Johnson's beautiful touch owes something to the countless hours he's listened to the masters of jazz piano – Dave Brubeck, Oscar Peterson, George Shearing, Art Tatum. When he rattled off that list of his favourite pianists, I said, "George Shearing was blind, too." Yes, he said, and told a story about Shearing, that a fan had once asked him, "Have you been blind your whole life?" Shearing replied, "Not yet."
Meg Hore said she loved watching her dad play – his feet moved so fast on the pedals, his face lit up. He never looked happier than when the family travelled to Blackpool, in England, and he was given permission to play Blackpool's famous Wurlitzer organ in the town hall. "Two nights ago I dreamed I was playing it, actually," he said.
I asked him, "Do you dream?"
Marilyn laughed, and said, "Avidly."
He trusts in dreams, acknowledges their power. He talked about a dream he had of his mother two nights before she died in 1992. "We were walking together along the corridor. There were no words being said. But mum had not walked properly since 1975, when she got MS. And then the time came for a parting of the ways. She went one way, and I went straight ahead."

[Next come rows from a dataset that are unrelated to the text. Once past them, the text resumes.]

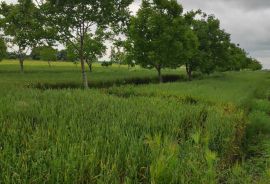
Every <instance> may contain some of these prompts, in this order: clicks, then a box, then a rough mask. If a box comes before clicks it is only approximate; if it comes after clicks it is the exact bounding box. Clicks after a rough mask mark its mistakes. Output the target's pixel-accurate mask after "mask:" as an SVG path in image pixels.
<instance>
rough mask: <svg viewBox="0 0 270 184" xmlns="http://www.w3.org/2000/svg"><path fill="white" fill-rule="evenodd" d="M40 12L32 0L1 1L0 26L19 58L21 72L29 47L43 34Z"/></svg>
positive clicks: (39, 39)
mask: <svg viewBox="0 0 270 184" xmlns="http://www.w3.org/2000/svg"><path fill="white" fill-rule="evenodd" d="M39 17H40V14H39V11H38V9H37V7H36V6H35V4H34V3H33V2H32V0H19V1H18V3H17V4H6V3H5V2H2V3H1V7H0V26H1V29H2V31H3V32H4V34H5V39H6V41H7V44H8V46H11V47H12V48H13V49H14V48H16V47H17V48H18V50H16V51H14V52H16V53H17V56H18V57H19V60H20V67H21V72H23V61H24V57H25V56H26V54H27V52H28V50H29V49H31V48H33V47H34V46H35V45H36V44H37V43H38V42H39V41H40V39H41V38H42V37H43V36H44V34H45V31H44V30H43V29H42V26H41V19H39Z"/></svg>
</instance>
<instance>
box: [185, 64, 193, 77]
mask: <svg viewBox="0 0 270 184" xmlns="http://www.w3.org/2000/svg"><path fill="white" fill-rule="evenodd" d="M186 72H187V76H188V80H189V81H192V70H191V67H190V66H189V65H188V64H187V63H186Z"/></svg>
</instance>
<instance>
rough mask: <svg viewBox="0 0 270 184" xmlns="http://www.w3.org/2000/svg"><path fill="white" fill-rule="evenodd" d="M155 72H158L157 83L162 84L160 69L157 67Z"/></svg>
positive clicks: (159, 67) (162, 78)
mask: <svg viewBox="0 0 270 184" xmlns="http://www.w3.org/2000/svg"><path fill="white" fill-rule="evenodd" d="M157 71H158V80H159V83H162V82H163V78H162V75H161V68H160V67H157Z"/></svg>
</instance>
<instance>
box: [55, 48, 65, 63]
mask: <svg viewBox="0 0 270 184" xmlns="http://www.w3.org/2000/svg"><path fill="white" fill-rule="evenodd" d="M57 60H58V61H67V50H65V49H64V50H60V51H57Z"/></svg>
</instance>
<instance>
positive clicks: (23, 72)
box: [19, 54, 24, 73]
mask: <svg viewBox="0 0 270 184" xmlns="http://www.w3.org/2000/svg"><path fill="white" fill-rule="evenodd" d="M19 61H20V71H21V73H24V66H23V62H24V58H23V56H22V54H20V56H19Z"/></svg>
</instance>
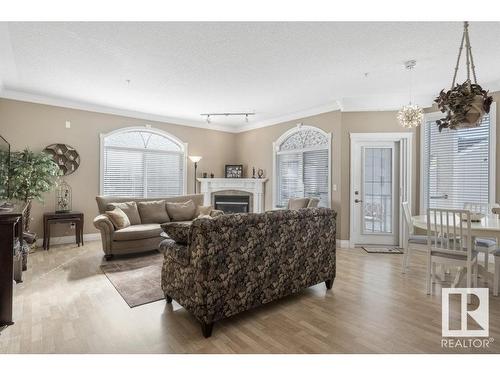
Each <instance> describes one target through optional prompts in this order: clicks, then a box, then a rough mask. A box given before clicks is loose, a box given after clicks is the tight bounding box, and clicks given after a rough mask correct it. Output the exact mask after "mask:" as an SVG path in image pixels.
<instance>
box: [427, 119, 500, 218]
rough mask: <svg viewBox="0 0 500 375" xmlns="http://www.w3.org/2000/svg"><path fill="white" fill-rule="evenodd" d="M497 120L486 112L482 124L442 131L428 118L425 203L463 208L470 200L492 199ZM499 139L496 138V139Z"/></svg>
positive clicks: (438, 207) (433, 205)
mask: <svg viewBox="0 0 500 375" xmlns="http://www.w3.org/2000/svg"><path fill="white" fill-rule="evenodd" d="M494 126H495V124H494V120H493V121H490V115H485V117H484V118H483V121H482V122H481V124H480V126H479V127H476V128H471V129H460V130H449V129H443V130H442V132H439V129H438V126H437V125H436V122H435V119H430V118H429V119H428V120H427V121H426V122H425V124H424V127H423V129H422V131H423V139H422V142H423V144H422V146H423V147H422V150H423V155H422V168H423V175H422V176H423V181H422V183H423V189H422V193H423V197H422V199H423V207H424V209H426V208H429V207H430V208H455V209H463V208H464V204H465V203H467V202H477V203H485V204H487V203H492V202H489V200H490V186H491V184H490V176H491V169H492V161H491V160H490V147H491V132H492V127H494ZM493 141H495V140H493Z"/></svg>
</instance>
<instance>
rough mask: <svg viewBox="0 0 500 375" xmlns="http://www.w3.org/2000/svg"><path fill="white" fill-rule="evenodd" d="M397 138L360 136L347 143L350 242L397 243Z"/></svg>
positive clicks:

I pictured the dream of a death foretold in a corridor, but when I asked if he sees in dreams, he said, "No. I dream in anything other than sight."
Maureen Lee flipped through the photos in a family album. There was one of Shaun on his wedding day on November 1971 to his first wife. There were two striking things about him – his beautiful hands, and how young he looked, like a kid, a teenager. "That's Shaun for you," said his sister. "He's always looked young."
Five days after my interview at Richard Hore's house, Meg was diagnosed with leukaemia. I called him last Saturday night. The family were camped out at a hospice but were all going out for a meal at Cobb & Co – Meg's idea, Meg's wish. They were taking each day as it comes. There weren't many left. It hardly mattered a whit whether he was blind or sighted; he was a loving parent, and he said the worst words a father can say: "She is dying."